Overview
The client needed to bring Google BigQuery data into Azure Data Lake Gen2 so it could be centralized with other enterprise data sources. The goal was to create a recurring pipeline that could extract BigQuery datasets and make them available for reporting and analytics within the Azure ecosystem.
Challenge
- Move BigQuery datasets into Azure Data Lake Gen2 on a recurring schedule.
- Avoid repeatedly scanning and copying unnecessary data from large tables.
- Handle secure cross-cloud authentication.
Solution
MSPowerhouse designed an Azure Data Factory pipeline using the Google BigQuery connector and service account authentication. The solution included an initial full load pattern and a recommended incremental load strategy for recurring schedules.

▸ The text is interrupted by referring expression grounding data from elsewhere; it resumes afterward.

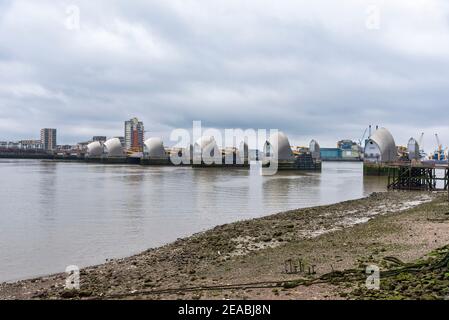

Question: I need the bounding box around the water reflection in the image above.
[38,161,58,221]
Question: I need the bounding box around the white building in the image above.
[18,140,44,150]
[309,139,321,160]
[264,132,294,161]
[104,138,124,157]
[407,138,420,161]
[364,128,397,163]
[144,138,167,159]
[86,141,104,157]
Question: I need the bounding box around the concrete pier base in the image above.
[140,158,172,166]
[363,162,396,176]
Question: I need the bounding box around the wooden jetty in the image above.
[387,163,449,191]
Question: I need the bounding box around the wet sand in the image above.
[1,191,448,300]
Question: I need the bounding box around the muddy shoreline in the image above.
[1,191,448,300]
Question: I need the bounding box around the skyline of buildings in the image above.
[0,118,145,153]
[0,119,433,161]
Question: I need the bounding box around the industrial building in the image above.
[318,140,362,161]
[364,127,397,163]
[92,136,107,143]
[338,140,362,160]
[320,148,342,160]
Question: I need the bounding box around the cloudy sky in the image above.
[1,0,449,151]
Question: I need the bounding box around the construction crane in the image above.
[433,133,446,161]
[358,127,368,147]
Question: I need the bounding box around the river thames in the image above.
[0,159,386,282]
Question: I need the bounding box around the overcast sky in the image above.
[1,0,449,151]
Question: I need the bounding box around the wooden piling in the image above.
[387,163,449,192]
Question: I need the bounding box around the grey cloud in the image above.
[0,0,449,151]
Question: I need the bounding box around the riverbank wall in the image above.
[363,162,399,176]
[1,154,323,171]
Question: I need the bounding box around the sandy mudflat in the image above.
[1,191,448,300]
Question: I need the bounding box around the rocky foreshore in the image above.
[1,191,448,300]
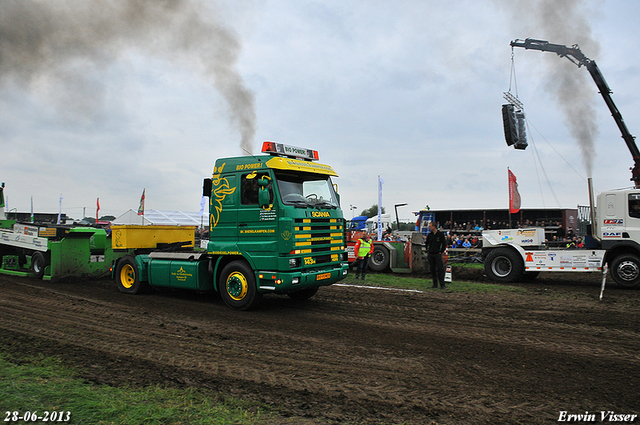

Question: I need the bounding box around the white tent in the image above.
[114,209,204,226]
[113,209,152,225]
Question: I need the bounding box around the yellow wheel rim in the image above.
[226,271,248,301]
[120,264,135,289]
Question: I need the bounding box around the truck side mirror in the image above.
[203,178,212,197]
[258,176,272,210]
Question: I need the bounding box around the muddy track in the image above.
[1,274,639,424]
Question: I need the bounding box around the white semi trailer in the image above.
[483,184,640,288]
[483,39,640,288]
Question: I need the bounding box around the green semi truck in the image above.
[114,142,349,310]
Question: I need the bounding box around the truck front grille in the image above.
[293,218,344,264]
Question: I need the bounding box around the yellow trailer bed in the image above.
[111,225,195,249]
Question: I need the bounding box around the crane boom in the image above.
[510,38,640,187]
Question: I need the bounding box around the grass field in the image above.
[341,268,523,294]
[0,353,271,425]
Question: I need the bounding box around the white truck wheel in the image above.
[610,254,640,288]
[484,248,524,283]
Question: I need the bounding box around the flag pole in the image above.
[507,167,522,228]
[0,182,5,221]
[377,175,384,241]
[57,194,63,225]
[138,189,146,225]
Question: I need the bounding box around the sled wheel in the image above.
[31,252,47,279]
[369,245,389,272]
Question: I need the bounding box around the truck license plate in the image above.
[316,273,331,281]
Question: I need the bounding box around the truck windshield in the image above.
[275,171,339,209]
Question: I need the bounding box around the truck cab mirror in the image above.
[203,178,212,197]
[258,176,272,210]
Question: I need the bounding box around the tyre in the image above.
[484,248,524,283]
[287,286,318,300]
[610,254,640,288]
[368,245,390,272]
[31,252,47,279]
[115,256,148,294]
[219,261,262,310]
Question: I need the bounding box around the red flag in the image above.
[96,197,100,220]
[137,189,145,216]
[508,169,521,214]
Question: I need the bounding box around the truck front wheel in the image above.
[610,254,640,288]
[220,261,262,310]
[484,248,524,283]
[116,256,148,294]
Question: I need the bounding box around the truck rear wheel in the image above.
[369,245,390,272]
[610,254,640,288]
[116,256,148,294]
[484,248,524,283]
[31,252,47,279]
[220,261,261,310]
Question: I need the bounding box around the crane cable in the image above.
[508,47,584,208]
[508,47,518,96]
[526,121,561,207]
[508,47,549,207]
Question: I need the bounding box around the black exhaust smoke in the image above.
[0,0,256,153]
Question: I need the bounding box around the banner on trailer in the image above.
[508,168,521,214]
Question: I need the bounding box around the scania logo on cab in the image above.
[311,211,330,218]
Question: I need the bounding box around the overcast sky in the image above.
[1,0,639,222]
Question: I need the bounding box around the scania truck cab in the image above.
[114,142,349,310]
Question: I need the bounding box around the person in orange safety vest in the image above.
[353,233,374,280]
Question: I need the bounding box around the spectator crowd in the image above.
[436,220,585,250]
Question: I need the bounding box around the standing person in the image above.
[354,233,374,280]
[426,222,447,289]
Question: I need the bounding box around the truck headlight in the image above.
[289,258,300,268]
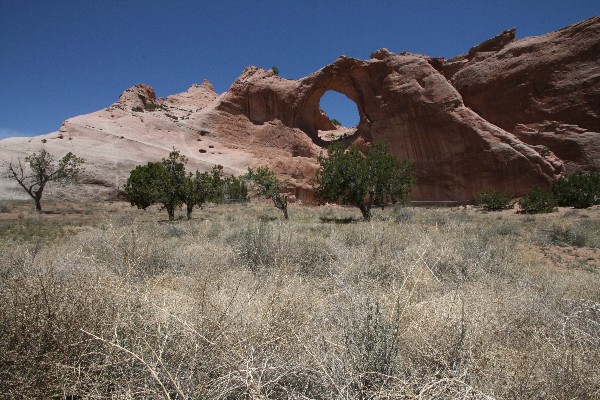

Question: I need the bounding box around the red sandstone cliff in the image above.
[443,16,600,172]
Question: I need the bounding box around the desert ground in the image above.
[1,199,598,399]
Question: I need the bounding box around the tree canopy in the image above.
[315,143,413,220]
[552,171,600,209]
[125,149,247,220]
[6,149,84,212]
[246,166,289,219]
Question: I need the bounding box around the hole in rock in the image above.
[318,90,359,142]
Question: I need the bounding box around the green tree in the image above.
[181,165,227,219]
[125,149,187,221]
[477,188,514,211]
[271,66,279,76]
[315,143,413,220]
[552,171,600,209]
[223,174,248,203]
[125,162,166,211]
[246,166,289,219]
[6,149,84,212]
[518,187,557,214]
[125,149,243,220]
[160,149,188,220]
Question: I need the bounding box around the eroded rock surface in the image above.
[445,16,600,174]
[217,49,562,201]
[1,17,598,203]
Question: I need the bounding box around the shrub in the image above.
[477,189,513,211]
[343,301,399,392]
[331,118,342,126]
[552,171,600,209]
[230,222,279,270]
[543,224,588,247]
[0,203,9,213]
[271,66,279,76]
[144,102,161,111]
[392,206,413,223]
[518,187,557,214]
[131,106,143,112]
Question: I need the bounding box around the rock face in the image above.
[218,50,561,201]
[1,17,598,203]
[445,16,600,172]
[164,80,218,110]
[115,84,157,110]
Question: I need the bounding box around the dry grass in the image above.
[0,202,599,399]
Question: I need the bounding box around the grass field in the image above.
[0,200,599,399]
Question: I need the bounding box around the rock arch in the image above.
[219,50,562,202]
[317,90,360,128]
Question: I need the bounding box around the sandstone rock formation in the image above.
[1,16,598,204]
[217,50,563,201]
[443,16,600,172]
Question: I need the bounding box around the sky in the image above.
[0,1,598,138]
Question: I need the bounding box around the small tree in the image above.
[552,171,600,209]
[181,166,227,219]
[315,143,413,220]
[271,66,279,76]
[223,174,248,203]
[6,149,84,212]
[126,149,244,220]
[125,149,187,221]
[125,162,173,219]
[246,166,289,219]
[160,149,188,220]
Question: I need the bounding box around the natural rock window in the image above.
[318,90,359,141]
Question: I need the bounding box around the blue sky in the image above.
[0,1,598,138]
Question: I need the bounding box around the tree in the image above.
[552,171,600,209]
[6,149,84,212]
[125,149,187,221]
[159,149,188,220]
[223,174,248,203]
[181,165,227,219]
[315,142,413,220]
[246,166,290,219]
[125,149,244,220]
[518,187,557,214]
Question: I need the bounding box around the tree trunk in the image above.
[272,194,289,220]
[186,204,193,220]
[358,204,371,221]
[33,187,44,213]
[34,198,42,213]
[167,206,175,221]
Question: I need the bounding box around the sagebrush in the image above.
[0,203,598,399]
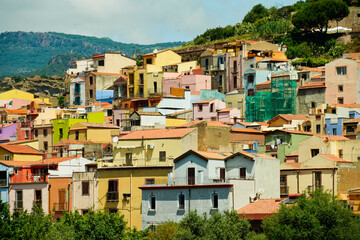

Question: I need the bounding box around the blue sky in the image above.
[0,0,300,44]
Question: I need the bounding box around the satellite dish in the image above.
[112,136,119,143]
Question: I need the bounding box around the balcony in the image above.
[107,192,119,202]
[53,203,67,212]
[280,186,289,196]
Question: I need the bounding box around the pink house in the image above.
[162,72,211,95]
[218,108,241,123]
[325,58,360,105]
[193,99,226,121]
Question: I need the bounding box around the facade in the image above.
[0,143,43,161]
[70,76,86,106]
[0,123,17,141]
[225,89,245,120]
[325,58,360,105]
[140,150,280,229]
[193,99,226,121]
[97,166,172,229]
[68,122,119,143]
[217,107,241,123]
[162,71,211,95]
[0,162,12,203]
[244,68,271,98]
[297,81,326,115]
[72,170,98,214]
[128,111,166,131]
[106,128,198,168]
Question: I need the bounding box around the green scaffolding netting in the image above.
[245,79,296,122]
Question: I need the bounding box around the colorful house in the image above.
[0,162,13,203]
[193,99,226,121]
[68,122,119,143]
[106,128,198,168]
[0,143,43,161]
[0,123,17,142]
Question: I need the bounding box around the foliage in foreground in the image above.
[262,190,360,240]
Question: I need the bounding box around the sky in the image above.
[0,0,300,44]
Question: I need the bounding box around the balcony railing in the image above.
[307,185,323,193]
[280,186,289,196]
[107,192,119,202]
[53,203,67,211]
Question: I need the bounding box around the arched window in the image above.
[212,192,218,209]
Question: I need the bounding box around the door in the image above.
[58,189,66,211]
[188,168,195,185]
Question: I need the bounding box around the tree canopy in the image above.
[243,4,269,24]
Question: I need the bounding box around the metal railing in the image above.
[107,192,119,202]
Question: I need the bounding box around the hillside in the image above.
[0,31,184,77]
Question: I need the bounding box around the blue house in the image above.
[0,162,13,203]
[244,68,271,98]
[325,108,360,135]
[140,150,279,229]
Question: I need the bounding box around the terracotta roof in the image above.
[254,122,269,126]
[282,161,301,169]
[193,99,217,104]
[260,58,290,62]
[344,53,360,60]
[344,117,360,124]
[70,122,119,129]
[118,128,195,140]
[0,161,35,167]
[91,72,125,76]
[318,154,351,163]
[237,199,284,220]
[298,67,325,72]
[311,74,324,79]
[276,129,314,136]
[299,81,326,90]
[231,128,263,134]
[237,122,253,126]
[4,109,27,114]
[194,150,232,160]
[218,108,236,113]
[31,156,82,166]
[255,80,271,86]
[207,121,229,127]
[190,91,200,95]
[332,104,360,108]
[286,150,299,157]
[135,111,162,116]
[0,144,42,155]
[53,139,94,147]
[269,114,310,123]
[142,49,170,57]
[176,120,205,128]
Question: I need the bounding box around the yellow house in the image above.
[102,128,198,168]
[0,143,43,161]
[69,122,120,143]
[97,166,172,229]
[127,65,148,98]
[225,89,245,121]
[280,154,355,197]
[0,89,51,104]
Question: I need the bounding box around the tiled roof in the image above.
[237,199,284,220]
[0,144,42,155]
[71,122,120,129]
[142,49,170,57]
[254,122,269,126]
[270,114,310,123]
[237,122,253,126]
[319,154,351,163]
[299,81,325,90]
[315,134,349,141]
[332,104,360,108]
[5,109,27,114]
[136,111,162,116]
[118,128,195,140]
[175,120,205,128]
[311,74,324,79]
[31,156,82,166]
[286,150,299,157]
[276,129,314,136]
[218,108,236,113]
[53,139,94,147]
[194,150,232,160]
[344,117,360,124]
[282,161,301,169]
[255,80,271,86]
[298,67,325,72]
[231,128,263,134]
[344,53,360,60]
[193,99,217,104]
[207,121,229,127]
[0,161,35,167]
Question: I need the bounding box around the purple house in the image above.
[193,99,226,121]
[218,108,241,123]
[0,123,17,142]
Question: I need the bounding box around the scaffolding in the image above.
[245,79,296,122]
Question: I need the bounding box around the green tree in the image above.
[262,190,360,240]
[57,95,64,108]
[243,4,269,23]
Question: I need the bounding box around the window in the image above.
[349,113,355,119]
[139,74,144,84]
[109,208,118,214]
[16,190,23,210]
[89,76,93,85]
[89,90,93,99]
[248,89,255,97]
[185,86,190,89]
[146,58,152,65]
[238,101,242,109]
[82,181,89,196]
[59,128,63,139]
[220,168,225,181]
[25,130,29,139]
[34,190,42,206]
[338,149,343,159]
[280,175,288,195]
[153,82,157,93]
[212,192,218,209]
[332,128,337,135]
[4,155,10,161]
[188,168,195,185]
[316,124,321,133]
[179,193,185,210]
[233,76,237,88]
[0,171,6,186]
[247,75,254,83]
[338,97,344,104]
[205,58,209,70]
[82,209,89,215]
[219,75,223,86]
[198,104,203,111]
[315,115,321,121]
[338,85,343,92]
[240,168,246,179]
[145,178,155,185]
[311,102,316,108]
[98,60,104,66]
[116,119,120,126]
[314,171,322,189]
[336,66,346,75]
[210,103,214,112]
[126,153,132,165]
[34,130,38,138]
[44,141,48,151]
[75,131,79,140]
[211,117,216,121]
[311,149,319,157]
[43,129,48,137]
[159,151,166,162]
[228,102,232,108]
[107,180,119,201]
[150,194,156,210]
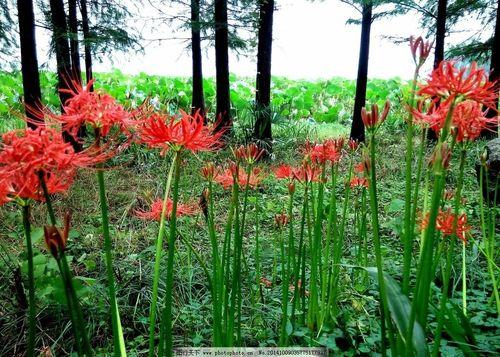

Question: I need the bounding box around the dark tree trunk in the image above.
[49,0,72,107]
[17,0,42,128]
[80,0,93,91]
[433,0,447,69]
[254,0,274,150]
[428,0,448,141]
[350,2,373,142]
[214,0,231,134]
[191,0,205,117]
[483,0,499,137]
[68,0,81,84]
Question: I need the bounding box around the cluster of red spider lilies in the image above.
[0,36,498,356]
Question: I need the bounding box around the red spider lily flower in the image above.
[418,61,496,106]
[421,208,470,243]
[410,36,432,67]
[201,162,220,182]
[310,139,344,165]
[136,198,198,221]
[354,162,365,174]
[233,143,265,164]
[49,79,131,138]
[429,142,452,170]
[300,140,316,159]
[350,176,368,189]
[274,213,289,228]
[0,171,15,205]
[361,101,391,129]
[274,164,294,180]
[260,277,272,288]
[0,127,79,200]
[348,138,359,152]
[215,165,266,190]
[137,110,223,154]
[44,213,71,258]
[293,161,322,183]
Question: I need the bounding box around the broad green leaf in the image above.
[366,267,429,357]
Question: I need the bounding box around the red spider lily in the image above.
[421,208,470,243]
[418,61,496,106]
[310,139,344,164]
[410,36,432,67]
[354,162,366,174]
[201,162,220,182]
[413,99,496,141]
[0,127,78,200]
[0,171,15,205]
[429,143,452,170]
[44,213,71,258]
[137,110,223,155]
[348,138,359,152]
[293,161,323,183]
[136,198,198,221]
[49,79,131,138]
[260,277,272,288]
[274,213,289,228]
[215,165,266,190]
[233,143,265,164]
[361,101,391,129]
[274,164,294,180]
[350,176,368,189]
[300,140,316,159]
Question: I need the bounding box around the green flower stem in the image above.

Where BigQuery tables were small, full reloads could be acceptable. For larger tables, MSPowerhouse recommended partition-aware or watermark-based incremental extraction to avoid repeatedly scanning and moving unnecessary data.
Technical Execution
- Azure Data Factory Google BigQuery connector.
- Google service account authentication.
- Secure key handling through Key Vault where appropriate.
- Copy Activity into Azure Data Lake Gen2.
- Raw landing by dataset, table, and run date.
- Table sizing review through BigQuery metadata.
- Incremental load planning using partition fields or modified timestamps.
- Parquet or structured output options for reporting efficiency.
- Scheduled pipeline triggers.
- Monitoring for pipeline failures and data volume.
Outcome
The client received a practical pattern for bringing BigQuery data into Azure Data Lake Gen2 while planning for recurring refreshes and cost control.
Impact
This project helped the client connect Google's data platform with Azure's analytics ecosystem and created a cost-aware path for recurring data ingestion.